Ich definiere selbst eine XSD Datei, die in einem Programm geladen wird, welches daraus eine grafische Oberfläche baut. In dieser App kann ich Felder befüllen und als Ergebnis bekomme ich eine XML-Datei (basierend auf dem XSD - logisch).

So. Nun möchte ich diese XML Datei in Java möglichst flexibel auslesen. Flexibel bedeutet hier folgendes: Das Schema kann sicher jederzeit ändern!! 

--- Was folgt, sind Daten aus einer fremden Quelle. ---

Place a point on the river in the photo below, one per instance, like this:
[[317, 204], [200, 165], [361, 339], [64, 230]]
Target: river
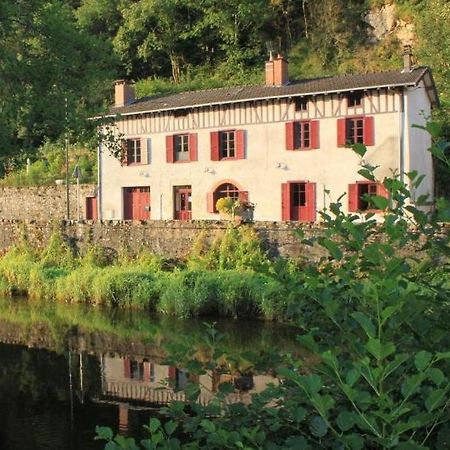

Was kann ich verwenden und wie könnte ich das ganze angehen? Ist hier JAXB die richtige Wahl?


----------



## Noctarius (1. Feb 2010)

Japp ist es


----------



## javaXZZ (1. Feb 2010)

Hmm aber wie kann ich da flexibel bleiben wenn ich Javaseitig jedesmal die Klassen anpassen darf?


----------



## Noctarius (1. Feb 2010)

Die Frage versteh ich nicht.


----------



## musiKk (1. Feb 2010)

Naja, das ist wohl eine Bezugnahme auf "Das Schema kann sicher jederzeit ändern!!".

Wie soll sich das sinnvoll auf Klassen abbilden lassen? Der Code, der die Klassen verwendet, muss ja dann ebenfalls immer angepasst werden.


----------



## Noctarius (2. Feb 2010)

Das macht ein neuer Generate Vorgang auf dem XSD doch automatisch!?


----------



## Wildcard (2. Feb 2010)

EMF dürfte das flexibelste dafür sein. Wahlweise dynamisches EMF, wenn zur Laufzeit beliebige XSDs verwendet werden sollen, oder statisches, wenn du zur Compilezeit das XSD austauschst.


----------



## javaXZZ (7. Feb 2010)

Ja, ich arbeite mit Maven und erstelle die Klassen aus der XSD automatisch...

Mir wäre es am liebsten wenn ich irgendwie so eine Art "Versionierung" einbauen könnte. Also so dass meine Programmlogik nur mit bestimmten XSD-Versionen arbeiten "darf". Wie könnte ich sowas am besten lösen? Eine einfache Versionierungsnummer in die XSD schreiben und dann innerhalb der Programmlogik einfach abfragen?


----------